Besides the invited artists, who illustrated the use of modular synthesis in audio arts or music, two external presenters were invited to give brief demonstrations. Firstly, François Létourneau (Fig. 3) from Moog Audio (a Montréal-based shop that distributes Eurorack modules) was invited to present the Phenol all-in-one synth by Kilpatrick Audio as an affordable solution that offers many creative possibilities. This showed participants that it is possible to enter the realm of the analogue and digital modular synthesizer on a limited budget. Secondly, guitarist Christopher Cousineau was invited to present his homemade modular synthesizer, using tubes and high voltage (within the range of 50–100 V peak-to-peak). The most fascinating and inspiring aspect of Cousineau’s contribution was his own path, as less than a year ago Cousineau was not yet involved in the modular world. He first became interested and stimulated by the documentary I Dream of Wires by Robert Fantinatto and Jason Amm (Monoduo Films 2014). Using various references, he then started to build his own tube-based synthesizer and completed it within a single year. This was a fascinating example for participants — they were again able to see that the modular world, despite its technical side, was not impenetrable to the inexperienced user. Reflecting back on both the invited artists and the external presenters, we believe that we presented a good balance of varied experiences and backgrounds, and thus reached all the participants, encouraging them to collectively explore the vast modular world.
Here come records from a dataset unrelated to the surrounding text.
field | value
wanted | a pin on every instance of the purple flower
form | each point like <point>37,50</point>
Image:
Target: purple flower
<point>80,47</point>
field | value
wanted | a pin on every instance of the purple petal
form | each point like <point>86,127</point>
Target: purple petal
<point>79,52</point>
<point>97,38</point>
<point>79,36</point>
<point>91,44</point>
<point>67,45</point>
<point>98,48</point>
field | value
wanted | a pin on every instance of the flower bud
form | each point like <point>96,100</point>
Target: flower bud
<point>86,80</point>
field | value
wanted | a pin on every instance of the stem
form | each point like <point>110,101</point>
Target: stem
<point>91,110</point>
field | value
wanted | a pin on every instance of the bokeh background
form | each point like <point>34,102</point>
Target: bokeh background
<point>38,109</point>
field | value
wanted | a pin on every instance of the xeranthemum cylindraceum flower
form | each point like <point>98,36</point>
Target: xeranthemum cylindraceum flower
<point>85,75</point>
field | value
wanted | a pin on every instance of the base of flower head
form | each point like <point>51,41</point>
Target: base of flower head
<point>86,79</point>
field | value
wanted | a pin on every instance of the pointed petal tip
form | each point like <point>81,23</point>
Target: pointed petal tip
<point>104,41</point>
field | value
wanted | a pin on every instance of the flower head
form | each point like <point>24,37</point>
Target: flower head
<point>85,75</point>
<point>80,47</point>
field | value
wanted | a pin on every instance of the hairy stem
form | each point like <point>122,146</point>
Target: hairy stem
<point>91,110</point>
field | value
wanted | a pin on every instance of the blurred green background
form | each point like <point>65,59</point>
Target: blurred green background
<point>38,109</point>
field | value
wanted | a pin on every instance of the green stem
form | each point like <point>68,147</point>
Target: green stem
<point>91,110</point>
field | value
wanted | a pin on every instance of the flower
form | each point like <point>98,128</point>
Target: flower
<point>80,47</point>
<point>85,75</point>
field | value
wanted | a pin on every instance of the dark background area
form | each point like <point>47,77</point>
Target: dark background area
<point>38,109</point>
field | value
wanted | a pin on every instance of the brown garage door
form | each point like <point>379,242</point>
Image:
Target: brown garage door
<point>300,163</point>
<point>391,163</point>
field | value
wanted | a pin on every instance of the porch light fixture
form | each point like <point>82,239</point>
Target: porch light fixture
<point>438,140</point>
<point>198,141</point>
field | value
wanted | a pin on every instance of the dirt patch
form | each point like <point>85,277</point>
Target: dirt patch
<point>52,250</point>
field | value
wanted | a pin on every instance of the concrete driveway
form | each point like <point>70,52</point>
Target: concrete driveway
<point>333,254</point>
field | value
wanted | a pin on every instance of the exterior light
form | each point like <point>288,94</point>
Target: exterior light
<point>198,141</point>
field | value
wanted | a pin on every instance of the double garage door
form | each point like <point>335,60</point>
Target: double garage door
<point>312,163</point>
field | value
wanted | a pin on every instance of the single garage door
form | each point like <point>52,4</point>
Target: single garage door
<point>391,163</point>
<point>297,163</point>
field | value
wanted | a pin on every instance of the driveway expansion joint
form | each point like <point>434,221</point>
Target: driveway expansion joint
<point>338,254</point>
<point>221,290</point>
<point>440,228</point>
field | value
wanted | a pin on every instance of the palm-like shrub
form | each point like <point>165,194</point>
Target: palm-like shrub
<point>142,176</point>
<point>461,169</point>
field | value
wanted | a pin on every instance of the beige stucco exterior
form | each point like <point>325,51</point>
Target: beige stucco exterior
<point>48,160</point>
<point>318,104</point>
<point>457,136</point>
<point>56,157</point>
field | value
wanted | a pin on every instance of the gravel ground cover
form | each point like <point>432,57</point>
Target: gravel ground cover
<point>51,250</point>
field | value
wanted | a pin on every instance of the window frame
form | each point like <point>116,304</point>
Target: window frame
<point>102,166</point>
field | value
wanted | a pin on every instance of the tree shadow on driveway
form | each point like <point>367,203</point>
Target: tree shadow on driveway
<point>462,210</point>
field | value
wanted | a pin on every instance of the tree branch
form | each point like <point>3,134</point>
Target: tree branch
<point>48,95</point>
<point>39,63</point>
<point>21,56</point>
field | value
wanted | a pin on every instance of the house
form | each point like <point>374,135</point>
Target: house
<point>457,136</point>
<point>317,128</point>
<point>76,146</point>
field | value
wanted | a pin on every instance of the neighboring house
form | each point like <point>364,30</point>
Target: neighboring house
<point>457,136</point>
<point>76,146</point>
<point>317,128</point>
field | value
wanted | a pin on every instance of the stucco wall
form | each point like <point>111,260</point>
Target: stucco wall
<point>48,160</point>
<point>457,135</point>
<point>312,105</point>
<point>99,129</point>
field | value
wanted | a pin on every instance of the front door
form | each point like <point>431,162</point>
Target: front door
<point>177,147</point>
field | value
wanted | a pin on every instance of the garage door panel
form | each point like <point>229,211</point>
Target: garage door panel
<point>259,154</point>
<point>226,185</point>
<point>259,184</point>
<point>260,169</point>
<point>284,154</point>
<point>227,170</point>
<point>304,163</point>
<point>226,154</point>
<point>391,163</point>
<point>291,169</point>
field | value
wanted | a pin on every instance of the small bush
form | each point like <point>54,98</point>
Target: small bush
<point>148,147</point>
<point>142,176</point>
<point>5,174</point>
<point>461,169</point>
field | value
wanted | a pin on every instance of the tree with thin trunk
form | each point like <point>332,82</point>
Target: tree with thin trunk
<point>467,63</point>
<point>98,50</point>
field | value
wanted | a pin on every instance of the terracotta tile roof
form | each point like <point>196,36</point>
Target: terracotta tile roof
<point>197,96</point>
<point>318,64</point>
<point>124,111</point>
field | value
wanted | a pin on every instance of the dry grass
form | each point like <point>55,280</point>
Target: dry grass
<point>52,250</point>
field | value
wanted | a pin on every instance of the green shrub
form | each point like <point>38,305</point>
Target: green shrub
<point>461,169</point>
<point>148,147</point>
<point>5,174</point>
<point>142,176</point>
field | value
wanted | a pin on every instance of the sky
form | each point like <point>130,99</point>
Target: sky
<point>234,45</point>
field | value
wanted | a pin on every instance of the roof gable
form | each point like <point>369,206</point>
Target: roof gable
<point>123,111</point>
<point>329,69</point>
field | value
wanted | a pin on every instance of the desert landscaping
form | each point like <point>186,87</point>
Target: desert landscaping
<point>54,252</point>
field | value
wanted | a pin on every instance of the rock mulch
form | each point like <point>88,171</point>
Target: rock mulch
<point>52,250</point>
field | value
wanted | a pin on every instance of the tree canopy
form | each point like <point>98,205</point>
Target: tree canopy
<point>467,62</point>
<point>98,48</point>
As mentioned before, half of the workshop was planned for personal or small group explorations and co-creations using modular systems or all-in-one entry-level systems. In order to facilitate this type of hands-on work without having to rely on headphone listening, four isolated work spaces were selected: a 5.1 surround sound studio, a medium-size recording booth, a control room and a multipurpose studio. All four spaces were equipped with high-quality loudspeaker pairs and dedicated modular systems. The main studio included the two-row modular synthesizer, the multipurpose studio included the personal modular synthesizer of the teachers, and the two other rooms included systems provided by the participants and Létourneau. In one workspace, two collaborating participants installed their own start-up modular gear. Although not a formal requirement, the participants were invited to think about how they planned to use the three exploratory days, with the possible goal of a giving a semi-private presentation or performance of their final individual outcomes. Interestingly, half of the participants were more focused on freely exploring as many modules as possible in order to find their own preference and style in terms of module selection. This was especially true for some of the participants who wished to begin designing a modular system in the near future — the sessions were used to help them identify their own interests and tastes. Also, based on real-time feedback and our willingness to adjust the workshop structure as things developed, the first day of free exploration that we had planned was quite naturally replaced by a guided tour of each dedicated room and system: the individual system owners each described their ideas and system and gave a small demonstration. As of this point, common interests and philosophies between participants started to emerge, and small-scale improvisations and explorations automatically started to pop-up in the studios. This instigated the remaining exploration time.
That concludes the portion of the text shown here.